Begini Cara Tobat Setelah Menuduh Orang Zina dan Ghibah
Jum'at, 11 Juni 2021 - 10:35 WIB
Bagaimana cara bertobat disebabkan dosa dengan sesama manusia, seperti ghibah dan menuduh zina? Haruskah cukup meminta maaf saja?
Dari Imam Ahmad ada dua riwayat pendapatnya dalam masalah hukum qadzaf. Apakah orang yang menuduh zina (qadzif) itu ketika bertobat disyaratkan melakukan hal ini: memberitahukan tindakannya kepada orang yang ia tuduhkan, dan kemudian meminta maaf dari perbuatannya itu atau tidak? Dan nantinya disimpulkan pula dari kedua hal itu tentang cara tobat orang yang berghibah dan mencela
Dalam mazhab Syafi'i, Abi Hanifah dan Malik, disyaratkan untuk memberitahukan detail kezalimannya dan meminta maaf atas perbuatannya itu. Seperti disebutkan oleh sahabat-shahabat mereka dalam kitab-kitab mereka.

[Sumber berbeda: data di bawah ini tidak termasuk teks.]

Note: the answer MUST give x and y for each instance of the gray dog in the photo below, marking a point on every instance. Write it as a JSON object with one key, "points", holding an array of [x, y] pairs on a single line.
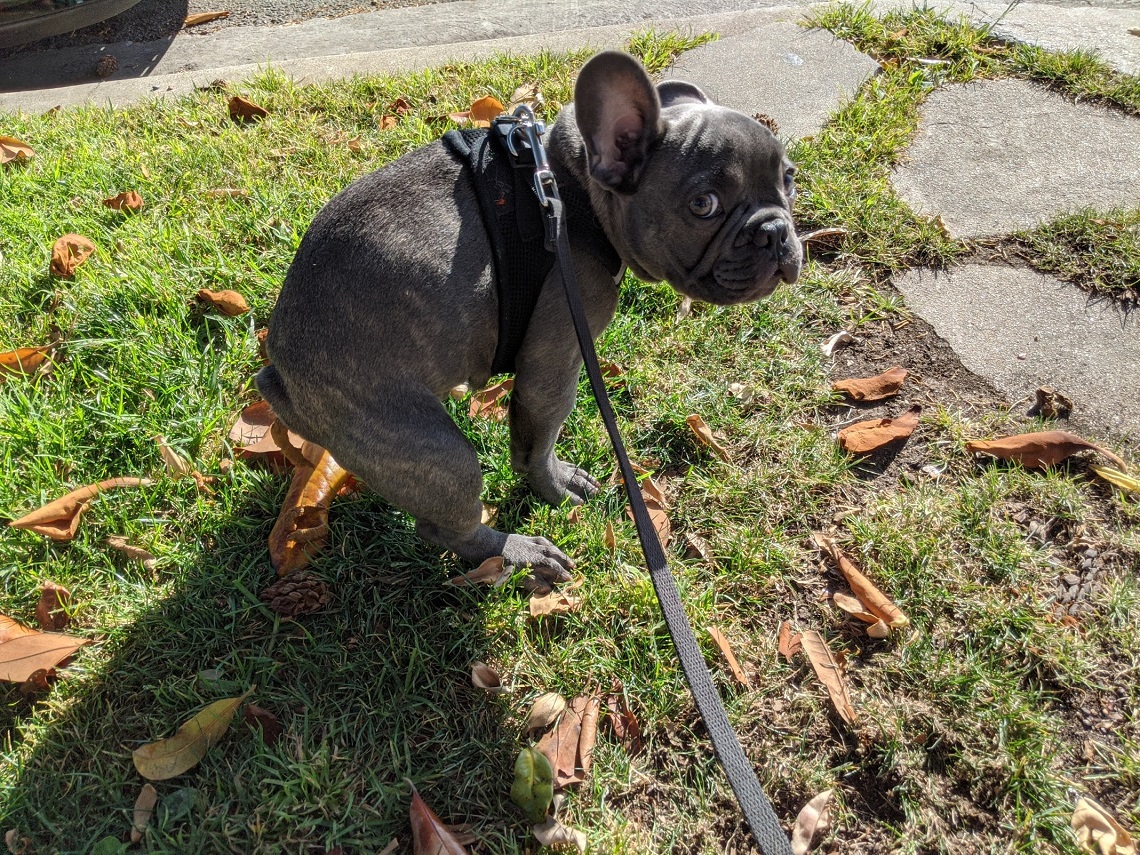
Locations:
{"points": [[392, 300]]}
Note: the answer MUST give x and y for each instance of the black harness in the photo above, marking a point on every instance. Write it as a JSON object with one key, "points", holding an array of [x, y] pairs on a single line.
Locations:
{"points": [[513, 219]]}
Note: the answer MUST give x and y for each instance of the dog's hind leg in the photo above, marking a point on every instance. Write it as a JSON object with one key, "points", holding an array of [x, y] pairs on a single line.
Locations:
{"points": [[408, 449]]}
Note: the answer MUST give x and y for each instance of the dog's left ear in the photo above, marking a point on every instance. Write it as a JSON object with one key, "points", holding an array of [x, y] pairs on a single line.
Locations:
{"points": [[619, 115]]}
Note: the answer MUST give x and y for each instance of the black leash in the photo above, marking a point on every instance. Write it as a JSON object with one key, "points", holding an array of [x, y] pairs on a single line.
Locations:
{"points": [[754, 804]]}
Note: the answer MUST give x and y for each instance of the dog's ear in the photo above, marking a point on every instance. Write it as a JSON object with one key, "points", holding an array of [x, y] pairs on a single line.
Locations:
{"points": [[619, 115], [678, 91]]}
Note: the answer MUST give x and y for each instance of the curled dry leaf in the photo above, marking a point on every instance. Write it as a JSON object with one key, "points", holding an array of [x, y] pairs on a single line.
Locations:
{"points": [[829, 673], [552, 832], [174, 755], [245, 111], [51, 610], [429, 833], [876, 433], [729, 656], [68, 252], [813, 820], [144, 807], [491, 402], [302, 524], [878, 603], [128, 201], [14, 151], [59, 519], [872, 389], [483, 676], [1037, 450], [545, 710], [705, 436], [1097, 830], [228, 302]]}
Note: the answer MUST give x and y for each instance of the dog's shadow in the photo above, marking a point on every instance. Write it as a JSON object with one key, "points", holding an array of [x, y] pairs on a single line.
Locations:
{"points": [[372, 692]]}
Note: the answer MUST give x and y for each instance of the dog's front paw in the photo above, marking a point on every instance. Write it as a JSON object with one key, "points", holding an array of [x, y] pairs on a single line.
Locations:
{"points": [[562, 481]]}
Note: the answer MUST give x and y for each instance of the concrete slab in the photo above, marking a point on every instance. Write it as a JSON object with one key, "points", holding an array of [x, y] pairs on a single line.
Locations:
{"points": [[798, 76], [1002, 155], [1020, 330]]}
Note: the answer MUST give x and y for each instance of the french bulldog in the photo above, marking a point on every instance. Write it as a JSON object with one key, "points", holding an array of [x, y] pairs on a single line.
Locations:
{"points": [[390, 301]]}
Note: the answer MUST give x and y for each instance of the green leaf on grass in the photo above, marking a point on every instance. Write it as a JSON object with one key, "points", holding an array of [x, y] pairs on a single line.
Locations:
{"points": [[173, 756]]}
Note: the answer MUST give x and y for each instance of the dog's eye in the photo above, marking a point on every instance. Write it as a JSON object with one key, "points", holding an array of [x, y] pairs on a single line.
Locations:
{"points": [[705, 205]]}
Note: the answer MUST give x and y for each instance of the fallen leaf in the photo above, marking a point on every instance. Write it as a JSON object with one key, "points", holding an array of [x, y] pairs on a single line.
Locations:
{"points": [[144, 807], [258, 718], [831, 344], [203, 17], [493, 571], [174, 755], [705, 434], [872, 389], [874, 600], [59, 519], [23, 654], [483, 676], [532, 788], [68, 252], [1039, 450], [429, 833], [729, 656], [128, 201], [302, 524], [13, 149], [789, 643], [545, 711], [829, 674], [50, 612], [245, 111], [490, 402], [23, 360], [228, 302], [1126, 482], [1098, 830], [553, 832], [874, 433], [813, 819]]}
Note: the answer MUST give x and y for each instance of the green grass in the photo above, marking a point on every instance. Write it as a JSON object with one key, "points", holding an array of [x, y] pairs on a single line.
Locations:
{"points": [[972, 724]]}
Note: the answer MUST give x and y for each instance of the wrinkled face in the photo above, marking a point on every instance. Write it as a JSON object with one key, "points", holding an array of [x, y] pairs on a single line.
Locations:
{"points": [[711, 213]]}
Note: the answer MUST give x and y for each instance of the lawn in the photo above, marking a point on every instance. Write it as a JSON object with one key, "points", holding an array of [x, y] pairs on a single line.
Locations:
{"points": [[1008, 694]]}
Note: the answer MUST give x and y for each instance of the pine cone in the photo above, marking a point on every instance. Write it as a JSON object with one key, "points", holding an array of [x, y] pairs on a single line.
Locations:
{"points": [[296, 594]]}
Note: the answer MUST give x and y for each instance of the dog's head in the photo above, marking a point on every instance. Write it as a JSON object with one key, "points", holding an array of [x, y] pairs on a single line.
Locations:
{"points": [[699, 195]]}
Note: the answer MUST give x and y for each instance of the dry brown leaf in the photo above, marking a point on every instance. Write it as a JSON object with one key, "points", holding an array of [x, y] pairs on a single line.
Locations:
{"points": [[874, 433], [302, 526], [228, 302], [874, 600], [245, 111], [13, 149], [705, 434], [128, 201], [1037, 450], [872, 389], [23, 360], [729, 656], [203, 17], [429, 833], [789, 643], [490, 402], [68, 252], [59, 519], [51, 610], [829, 673], [144, 807], [813, 820], [493, 571]]}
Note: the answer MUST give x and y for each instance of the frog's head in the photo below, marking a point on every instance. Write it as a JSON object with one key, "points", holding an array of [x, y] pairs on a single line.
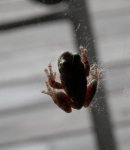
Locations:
{"points": [[66, 61]]}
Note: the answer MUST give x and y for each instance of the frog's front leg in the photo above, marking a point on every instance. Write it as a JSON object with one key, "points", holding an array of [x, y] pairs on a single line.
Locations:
{"points": [[51, 78], [60, 98], [93, 78], [84, 59]]}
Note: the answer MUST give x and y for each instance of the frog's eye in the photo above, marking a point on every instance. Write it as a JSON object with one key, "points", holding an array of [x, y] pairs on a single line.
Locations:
{"points": [[76, 58]]}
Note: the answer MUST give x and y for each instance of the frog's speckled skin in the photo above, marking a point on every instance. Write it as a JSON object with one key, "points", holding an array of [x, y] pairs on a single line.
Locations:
{"points": [[74, 71]]}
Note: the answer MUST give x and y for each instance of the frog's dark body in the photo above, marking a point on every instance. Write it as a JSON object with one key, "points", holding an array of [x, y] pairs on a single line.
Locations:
{"points": [[73, 77]]}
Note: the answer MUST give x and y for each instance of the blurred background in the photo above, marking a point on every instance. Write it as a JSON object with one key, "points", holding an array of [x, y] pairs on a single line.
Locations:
{"points": [[34, 34]]}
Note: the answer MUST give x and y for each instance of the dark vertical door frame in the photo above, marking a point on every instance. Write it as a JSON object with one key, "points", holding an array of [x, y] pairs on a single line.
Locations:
{"points": [[79, 15]]}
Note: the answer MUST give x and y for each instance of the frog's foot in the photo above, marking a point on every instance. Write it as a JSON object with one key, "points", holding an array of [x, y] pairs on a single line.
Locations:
{"points": [[59, 98], [84, 59], [83, 54], [93, 78], [95, 73], [51, 78]]}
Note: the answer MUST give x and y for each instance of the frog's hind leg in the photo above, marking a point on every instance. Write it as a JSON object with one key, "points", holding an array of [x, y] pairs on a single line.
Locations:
{"points": [[60, 98], [93, 78], [51, 78], [84, 59]]}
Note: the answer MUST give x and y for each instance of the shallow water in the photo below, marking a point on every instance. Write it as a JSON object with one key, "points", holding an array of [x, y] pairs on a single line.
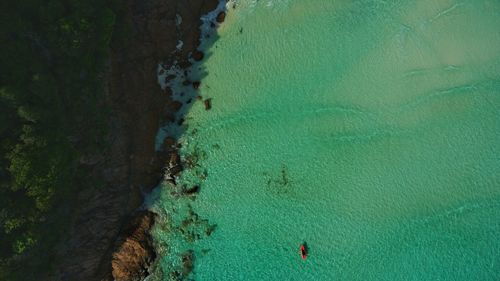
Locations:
{"points": [[368, 129]]}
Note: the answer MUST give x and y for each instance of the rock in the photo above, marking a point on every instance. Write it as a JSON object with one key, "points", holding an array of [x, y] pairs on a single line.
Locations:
{"points": [[220, 17], [176, 105], [193, 190], [198, 55], [169, 143], [137, 104], [208, 104], [134, 250], [174, 159], [187, 262], [210, 229]]}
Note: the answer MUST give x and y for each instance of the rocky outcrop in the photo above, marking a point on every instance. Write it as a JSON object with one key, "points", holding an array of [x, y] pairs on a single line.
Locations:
{"points": [[134, 251], [102, 245]]}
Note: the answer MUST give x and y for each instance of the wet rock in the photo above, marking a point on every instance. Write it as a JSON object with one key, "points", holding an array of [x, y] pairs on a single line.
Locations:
{"points": [[208, 104], [174, 159], [220, 17], [134, 249]]}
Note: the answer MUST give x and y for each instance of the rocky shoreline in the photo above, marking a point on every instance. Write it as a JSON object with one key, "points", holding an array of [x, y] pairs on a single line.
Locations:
{"points": [[109, 236]]}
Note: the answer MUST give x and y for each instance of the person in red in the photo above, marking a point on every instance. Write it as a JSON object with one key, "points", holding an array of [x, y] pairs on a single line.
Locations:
{"points": [[303, 251]]}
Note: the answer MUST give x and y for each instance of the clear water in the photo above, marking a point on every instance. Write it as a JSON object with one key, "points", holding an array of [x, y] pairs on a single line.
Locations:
{"points": [[368, 129]]}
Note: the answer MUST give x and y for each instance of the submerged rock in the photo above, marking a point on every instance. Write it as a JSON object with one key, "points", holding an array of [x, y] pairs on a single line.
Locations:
{"points": [[208, 104], [187, 262], [198, 55], [193, 190], [221, 16]]}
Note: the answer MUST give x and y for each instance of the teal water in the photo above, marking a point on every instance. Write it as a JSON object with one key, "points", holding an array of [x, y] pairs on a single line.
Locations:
{"points": [[368, 129]]}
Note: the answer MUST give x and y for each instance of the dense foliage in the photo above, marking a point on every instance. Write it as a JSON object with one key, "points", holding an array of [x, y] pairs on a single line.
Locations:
{"points": [[51, 113]]}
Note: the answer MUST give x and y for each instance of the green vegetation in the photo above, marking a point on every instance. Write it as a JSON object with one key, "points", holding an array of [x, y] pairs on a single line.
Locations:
{"points": [[51, 112]]}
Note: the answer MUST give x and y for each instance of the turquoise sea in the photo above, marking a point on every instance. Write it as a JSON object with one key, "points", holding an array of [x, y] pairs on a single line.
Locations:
{"points": [[368, 129]]}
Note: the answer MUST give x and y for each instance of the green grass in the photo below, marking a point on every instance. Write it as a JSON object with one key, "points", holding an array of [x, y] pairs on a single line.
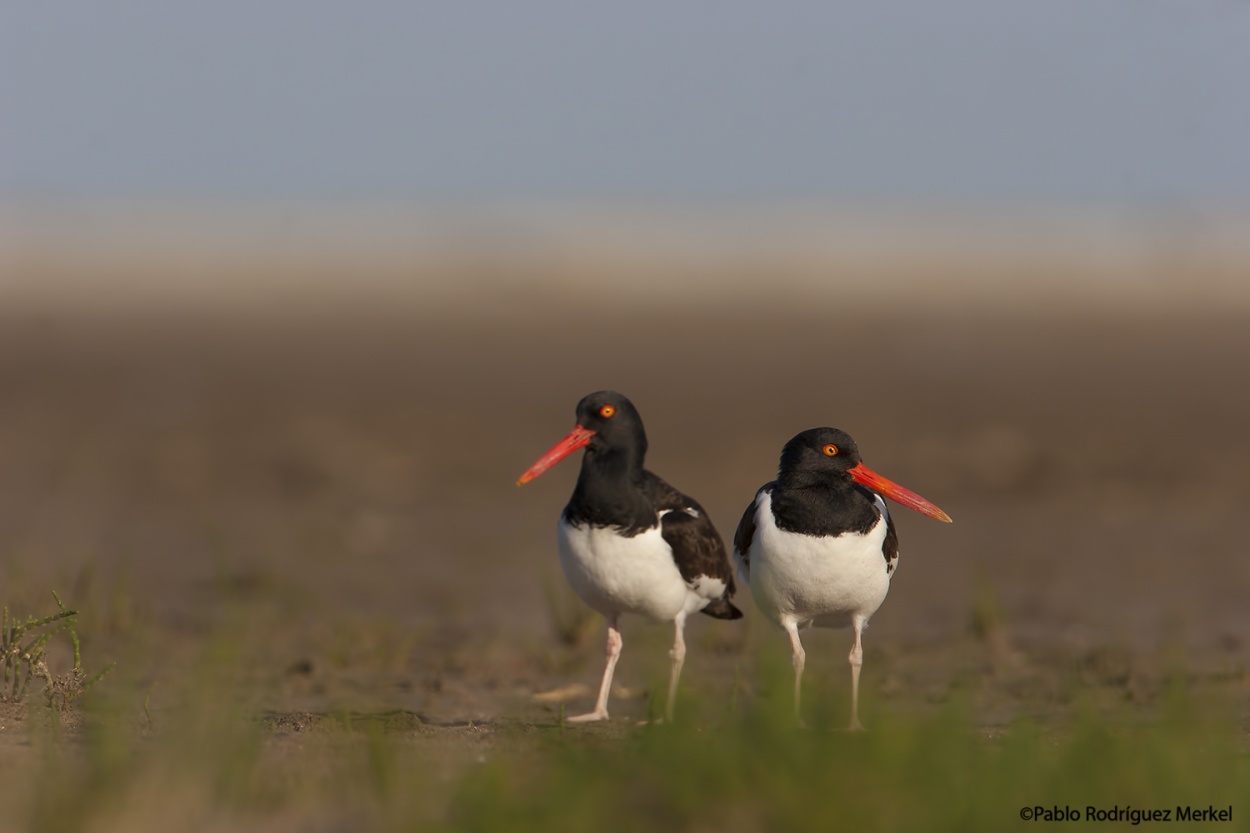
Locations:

Kitab at Taubat Ila Allah karya Yusuf al Qardhawi dan diterjemahkan Abdul Hayyie al Kattani terbitan Maktabah Wahbah, Kairo (1998) menjelaskan orang yang mensyaratkan pemberitahuan dan meminta maaf itu berdalil: karena dosa itu adalah hak manusia, maka hak itu tidak hilang kecuali dengan meminta maaf dari dosa tertentu itu dan meminta dibebaskan darinya.
Kemudian kelompok ulama yang tidak menganggap sah pembersihan diri tanpa menjelaskan detail kesalahannya itu, mensyaratkan agar ia memberitahukan masalahnya secara jelas. Seperti ia berkata: aku telah mengecam dan mencela dirimu, aku telah mengejekmu, atau juga aku telah berghibah dan menyebut keburukanmu.
Terutama jika orang yang melanggar hak orang lain itu mengetahui kadar haknya, maka ia harus memberitahukan orang yang ia zalimi itu kadar haknya itu. Karena orang itu mungkin tidak akan memaafkanya jika ia tahu kadar kejahatan yang telah dilakukan orang itu terhadapnya.
Dan ia berkata kepadanya: aku telah berlaku zalim kepadamu dan aku telah mengghibah dirimu selama sepuluh tahun.
Ia mungkin dapat memaafkannya atas ghibahnya sekali atau beberapa kali, namun ia tidak dapat memaafkannya jika ia mengghibahnya sampai bertahun-tahun.
Mereka berdalil atas pendapat itu dengan sabda Rasulullah SAW: "Barangsiapa yang telah melakukan kezaliman kepada suadaranya, baik harta maupun harga diri, maka pada hari ini hendaklah ia meminta dibebaskan, sebelum datang hari tidak berguna padanya dinar dan dirham, kecuali kebaikan dengan keburukan".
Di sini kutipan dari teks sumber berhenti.